Clara lebt mit der Hoffnung, dass ihr geliebter Martin sich ganz zu ihr bekennen und dafür seine Frau verlassen wird. »Ich bin doch kein Friseurtermin«, beschreibt den Stand ihrer Beziehung am Anfang des Buches ziemlich treffend. Plötzlich jedoch verlieren Claras Liebesleben und sogar ihr Job an Bedeutung, denn ihre Mutter Ruth ist schwer erkrankt. Bauchspeicheldrüsenkrebs im Endstadium, Ruth bleibt nur noch dieser Sommer. Ich fand es unheimlich traurig, die lebenslustige, humorvolle Ruth am Rande des Sterbens sehen zu müssen. Ihr (schwarz-) humoriger Umgang mit der Situation gefiel mir. Ebenso, dass Clara Job und Beziehung hinten anstellt und den Sommer über nur für ihre Mutter da sein will. Interessant der unterschiedliche Umgang Ruths nächster Angehöriger mit der Diagnose. Trauriges Nichtloslassenwollen durch Nähe auf der Seite von Clara, Rückzug, Sprachlosigkeit, Verweigerung, Nichtwahrhabenwollen bei Ruths Ehemann. Beides extreme, aber menschliche Reaktionen.

Die Autorin spricht Vieles an, was den Alltag eines Krebskranken angeht. Sie beschreibt Ruths körperlichen Verfall so detailliert, dass es wehtut, umso mehr, wenn man weiß, dass eigenes Erleben der Anlass für dieses Buch war. Plötzlich verschieben sich Wertigkeiten im Leben, darüber lohnt es sich auch als gesunder Mensch nachzudenken. Bis dahin war ich voll gefangen von Ruths immer wieder Aufbegehren gegen die Krankheit, ihrem »Galgen-«Humor, Claras Schwanken zwischen Dankbarkeit für diese Nähe und Verzweiflung vor dem drohenden Verlust.
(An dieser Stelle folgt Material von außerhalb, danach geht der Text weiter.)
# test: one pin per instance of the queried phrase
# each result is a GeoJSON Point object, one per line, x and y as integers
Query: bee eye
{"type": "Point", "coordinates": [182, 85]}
Dann wurde es mir im Drumherum etwas zu viel des Guten. Der verschwiegene Tod von Ruths Eltern, der Bruder, die ehemals beste Freundin, Philipp, der Mister Perfekt in Weiß ... Für mich wäre Ruths Erkrankung und deren Auswirkung auf die Beziehung zur Tochter und zum Mann genug Stoff für dieses Buch gewesen, dazu Martin als Nebenfigur mit Klärungsbedarf. Ich hätte mich gern auf diese Konstellation konzentriert, den Hauptfiguren über die Schulter geschaut, wie sie diese Herausforderung meistern. Das wäre Drama genug gewesen, und ein Happy End erwartet wohl niemand bei so einer Geschichte.